Calculating Horizontal Velocity of Rock Kicked Off Bridge in Arkansas

[MIA6]

Homework Statement

A bridge rises 321m above the Arkansas river. Suppose you kick a rock horizontally off the bridge. The magnitude of the rock's horizontal displacement is 45.0 m. Fine the speed at which the rock was kicked.

Homework Equations

Vi=Vx. Dx=45m. Dy=-321m

The Attempt at a Solution

I know how to find the speed, but my question is on my book, it says that there is no initial vertical velocity. WHy? i think when you kick a rock off the bridge, there is a initial vertical velocity?! so why the vertical initial velocity is 0? hope you can explain it to me.

Thanks.

 

[Astronuc]

The Attempt at a Solution

I know how to find the speed, but my question is on my book, it says that there is no initial vertical velocity. WHy? i think when you kick a rock off the bridge, there is a initial vertical velocity?! so why the vertical initial velocity is 0? hope you can explain it to me.
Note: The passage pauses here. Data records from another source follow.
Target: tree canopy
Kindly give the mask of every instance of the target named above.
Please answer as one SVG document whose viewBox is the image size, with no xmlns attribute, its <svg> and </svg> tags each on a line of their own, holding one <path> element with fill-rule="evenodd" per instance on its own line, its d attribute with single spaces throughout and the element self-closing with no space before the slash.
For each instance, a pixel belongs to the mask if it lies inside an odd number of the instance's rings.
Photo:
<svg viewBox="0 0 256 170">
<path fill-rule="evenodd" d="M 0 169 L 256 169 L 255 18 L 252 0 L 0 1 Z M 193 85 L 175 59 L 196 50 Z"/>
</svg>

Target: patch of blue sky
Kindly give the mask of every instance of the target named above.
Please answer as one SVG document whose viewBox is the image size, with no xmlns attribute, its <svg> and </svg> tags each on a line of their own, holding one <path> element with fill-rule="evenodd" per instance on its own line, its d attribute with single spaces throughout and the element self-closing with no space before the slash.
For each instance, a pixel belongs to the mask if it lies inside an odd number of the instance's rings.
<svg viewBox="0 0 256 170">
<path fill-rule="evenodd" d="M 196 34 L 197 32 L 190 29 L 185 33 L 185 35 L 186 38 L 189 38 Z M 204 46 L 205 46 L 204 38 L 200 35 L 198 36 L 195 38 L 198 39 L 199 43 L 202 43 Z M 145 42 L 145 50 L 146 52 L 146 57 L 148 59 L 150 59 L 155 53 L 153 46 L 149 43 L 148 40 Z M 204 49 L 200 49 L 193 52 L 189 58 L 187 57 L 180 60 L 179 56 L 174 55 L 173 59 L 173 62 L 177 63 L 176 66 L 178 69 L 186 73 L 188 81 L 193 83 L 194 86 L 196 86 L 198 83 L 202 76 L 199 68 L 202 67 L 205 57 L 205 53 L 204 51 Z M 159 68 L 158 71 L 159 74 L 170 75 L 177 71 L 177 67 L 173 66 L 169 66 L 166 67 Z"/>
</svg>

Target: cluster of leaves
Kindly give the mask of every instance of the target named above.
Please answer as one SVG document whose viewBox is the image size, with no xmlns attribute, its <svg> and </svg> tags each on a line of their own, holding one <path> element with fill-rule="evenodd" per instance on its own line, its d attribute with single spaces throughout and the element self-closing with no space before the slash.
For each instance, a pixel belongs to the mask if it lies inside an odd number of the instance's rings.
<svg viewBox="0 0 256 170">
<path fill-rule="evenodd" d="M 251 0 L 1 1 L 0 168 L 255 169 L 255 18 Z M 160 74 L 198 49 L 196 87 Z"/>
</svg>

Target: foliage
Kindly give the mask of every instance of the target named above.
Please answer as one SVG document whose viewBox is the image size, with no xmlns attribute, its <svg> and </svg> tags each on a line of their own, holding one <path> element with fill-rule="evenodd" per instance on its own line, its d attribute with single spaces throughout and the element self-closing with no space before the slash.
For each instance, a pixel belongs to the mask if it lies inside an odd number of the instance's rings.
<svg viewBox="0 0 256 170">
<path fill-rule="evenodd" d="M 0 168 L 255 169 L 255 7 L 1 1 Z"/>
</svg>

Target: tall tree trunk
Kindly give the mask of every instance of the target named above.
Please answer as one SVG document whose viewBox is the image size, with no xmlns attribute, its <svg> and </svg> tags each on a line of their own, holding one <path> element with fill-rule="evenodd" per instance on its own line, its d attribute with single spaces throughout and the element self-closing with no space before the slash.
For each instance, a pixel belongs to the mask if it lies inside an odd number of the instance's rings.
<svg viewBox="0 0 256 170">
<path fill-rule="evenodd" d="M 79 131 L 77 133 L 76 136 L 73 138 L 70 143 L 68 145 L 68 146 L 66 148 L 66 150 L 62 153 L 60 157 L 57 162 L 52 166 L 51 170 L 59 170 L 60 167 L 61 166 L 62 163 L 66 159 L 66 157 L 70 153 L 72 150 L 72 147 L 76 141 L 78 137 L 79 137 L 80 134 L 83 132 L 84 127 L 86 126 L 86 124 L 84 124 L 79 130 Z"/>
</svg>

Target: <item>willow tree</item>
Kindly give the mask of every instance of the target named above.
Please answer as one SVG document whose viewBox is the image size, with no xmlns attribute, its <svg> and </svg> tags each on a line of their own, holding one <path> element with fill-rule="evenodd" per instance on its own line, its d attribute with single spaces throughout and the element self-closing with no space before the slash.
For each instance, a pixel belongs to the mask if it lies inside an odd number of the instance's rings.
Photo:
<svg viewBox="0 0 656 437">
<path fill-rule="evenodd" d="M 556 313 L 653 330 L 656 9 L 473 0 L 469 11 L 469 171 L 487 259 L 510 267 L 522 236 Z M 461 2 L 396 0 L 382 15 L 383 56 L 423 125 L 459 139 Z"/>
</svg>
The rock is kicked horizontally (impulsively) off the bridge so that it has a constant horizontal velocity only as it leaves the bridge. It then starts falling vertically with zero initial velocity, as though it was simply released from rest. It then obviously starts accelerating with gravity.

In the time that it take to fall from the point of release to the ground, it also travels 45 m horizontally.

 

[MIA6]

ok, i get it. so the ball travels 321m vertically in free fall?

 

[Astronuc]

ok, i get it. so the ball travels 321m vertically in free fall?

Yes. Constant acceleration, g, with no initial velocity (and perhaps ignoring wind resistance).

 

[MIA6]

but i have a question, because i know that 321m is a path that vertical straight down, but the path that the ball travels is half of the parabola, so if we meansure the curve and the straight line, they won't be the same.